New Manager

pixa241pixa241 Member Posts: 207
I recently got promoted to a manager of the Server team. We manage all the servers, virtualization, backups, and storage. We inherited a pretty bad environment and we have made some great strides to fix a lot of things. What are some thing current managers can do or advice for me. Did you come up with any 5 year plan to refresh servers, or something like that. Just looking for pointers and things I could do.
WGU Complete: September 2014

Comments

  • UncleBUncleB Member Posts: 417
    pixa241 wrote: »
    We inherited a pretty bad environment and we have made some great strides to fix a lot of things. What are some thing current managers can do or advice for me. Did you come up with any 5 year plan to refresh servers, or something like that. Just looking for pointers and things I could do.

    If this was my role I would start with documenting the current state of things and the risks this poses to the business. This shows how bad it was as people soon forget it when you get it improved and it will help come appraisal time to establish your value.

    Next - perform a SWOT analysis to show you have looked at a bigger picture than just the tech and know what you have to work with:
    How to Perform SWOT Analysis

    Gather information on things such as the strategy of the company (any of the exec team should be able to give this to you) and the IT strategy (if you have an IT director or similar) so you know how your changes need to align to follow what the business is doing.

    Based on the company strategy, research the best value solutions and integrate the best options into your future strategy (revise the strategy with the appropriate director if needed) and find something that will actually make it easier and more effective for IT to respond to the needs of the business.

    Now start prioritizing the changes you want to make at as high a level as you can, detailing the alignment to strategy to justify them. Price them too and detail training needs to get investment if needed. Consult with your management often at this stage and make them feel involved as they probably have more insight than you and are the ones empowered to enable and reward you.

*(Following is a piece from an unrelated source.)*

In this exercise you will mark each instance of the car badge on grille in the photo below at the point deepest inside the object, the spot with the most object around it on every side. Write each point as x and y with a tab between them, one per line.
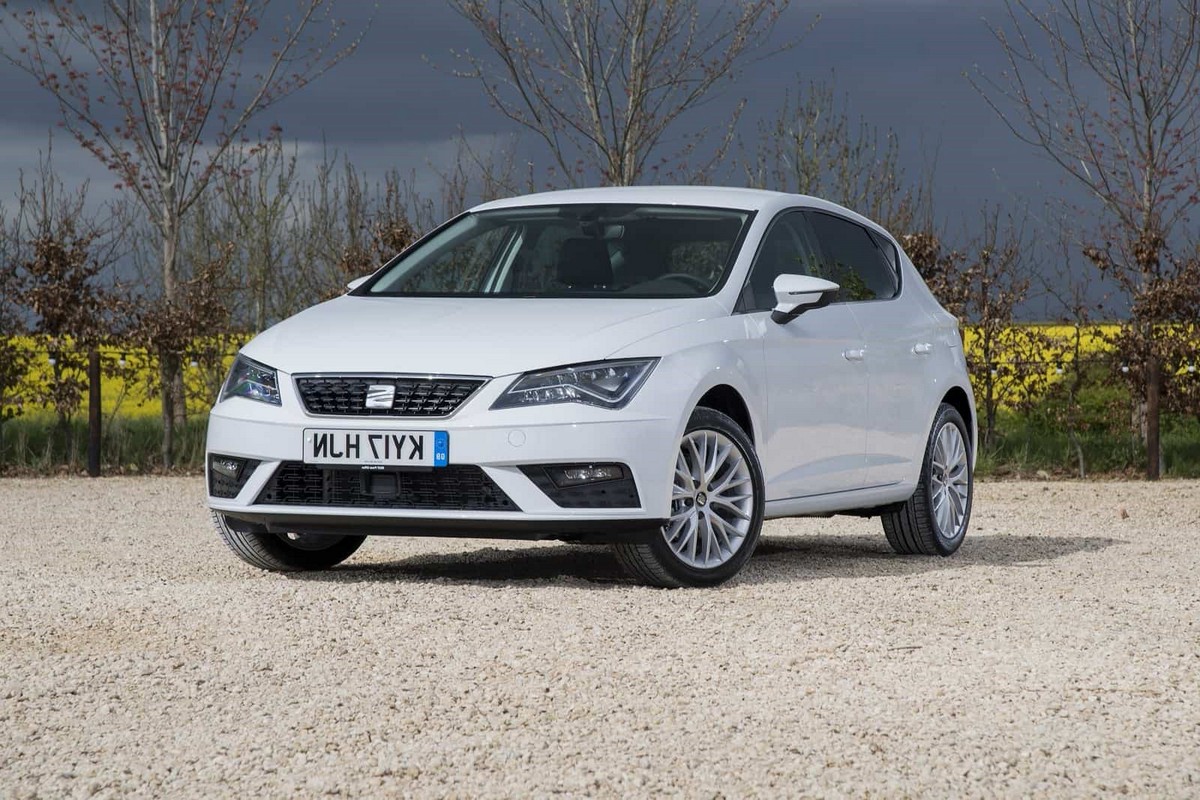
381	396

    A bit of project management skills are needed now so if you are not familiar with this, call in some expertise and work out the resourcing, costs, dependencies and impact of the changes you want to make and get the tasks lined up on a Gantt chart so you can understand how it can all work out.

    Now get sign off from the budget owners, motivate your team and allocate roles & tasks. Realise you are probably in line for a big promotion or bonus because of the way you approached this, or can at least get a much better new job on the basis of it.

    That would be my recommendation.

    If you love the challenge then start looking at the architect roles as a possible career choice - they can pay really well and give awesome experiences.
  • jelevatedjelevated Member Posts: 139
    Make your expectations clear as day. Give your guys measurable targets a la SLAs, compliance metrics for your systems (for stuff they have responsibilities for).